I have gained much insight with respect to understanding farmers concerns and viewpoints, and the field of nematology. Farmers often deal with plant parasitic nematodes, which unlike entomopathogenic nematodes, can cause crippling crop losses and the innoculum can persist for years on end; the word nematode alone can cause farmers a lot of anxiety. The negative connotation of nematodes that stems from plant parasitic nematodes like soybean cyst nematode has caused us to reassess how we go about evaluating entomopathogenic nematodes, which do not cause any harm to plants, for Asiatic garden beetle grub control in field crops. As a result, I have produced an attractive bulletin that briefly discusses what entomopathogenic nematodes are and how they rely on insects, in addition to information regarding how to isolate nematodes from the field, mass rear them and apply them with standard spray equipment. I also will be conducting a preliminary field trial to assess efficacy and persistence of nematode treatments from 2020 to 2021 to reinforce to the farmers that these nematodes are truly beneficial and can help them manage Asiatic garden beetle in the long term. The cumulative results from these trials will be presented to farmers in 2021 at the annual Asiatic garden beetle meeting I host for extension educators, university researchers, and local stakeholders in Ohio, Michigan and Indiana.
The field of nematology is slowly dying as new faculty hires are forced to be multidisciplinary. I was fortunate to be able to visit Dr. Fred Warner at Michigan State University who is a nematologist who focuses on identification. He provided plenty of advice on the various ways to sample for and identify entomopathogenic nematodes and he recommended resources that have helped me along the way. He also provided feedback on my plans for this grant from the perspective of a nematologist. I have also communicated results with Dr. Elson Shields at Cornell University who has successfully used these techniques for the long term establishment of entomopathogenic nematodes in the field, and subsequent control of the Alfalfa snout weevil. He has provided knowledge on rearing the nematodes and maintaining genetic diversity in the populations to avoid the negative effects that stem from populations reared under laboratory conditions.
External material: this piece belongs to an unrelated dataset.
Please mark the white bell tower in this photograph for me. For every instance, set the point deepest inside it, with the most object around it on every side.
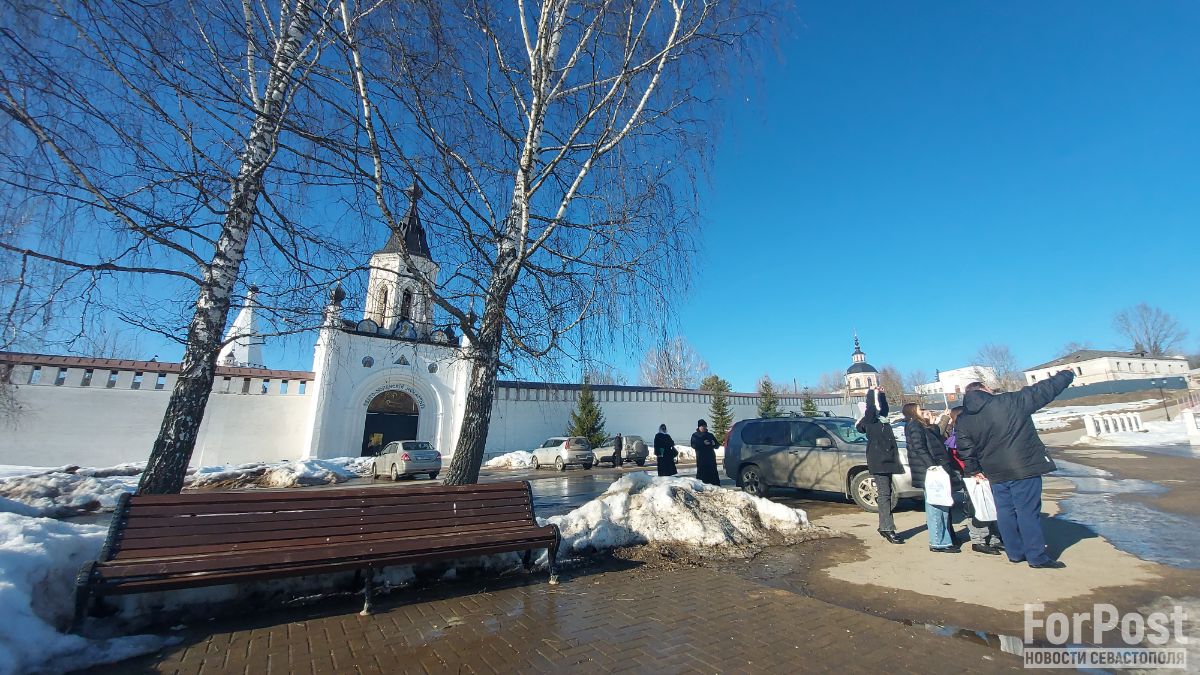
(395, 291)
From these mentors I have obtained critical skills that will enable me to contribute to nematology research; I have successfully isolated nematodes from the field using bait stations (albeit with a few issues with wildlife) and soil cores, then reared them in the lab and evaluated them against Asiatic garden beetle grubs in the greenhouse. I have begun working on the identification of the nematodes isolated from this research and have been looking into molecular barcoding to confirm the preliminary identifications.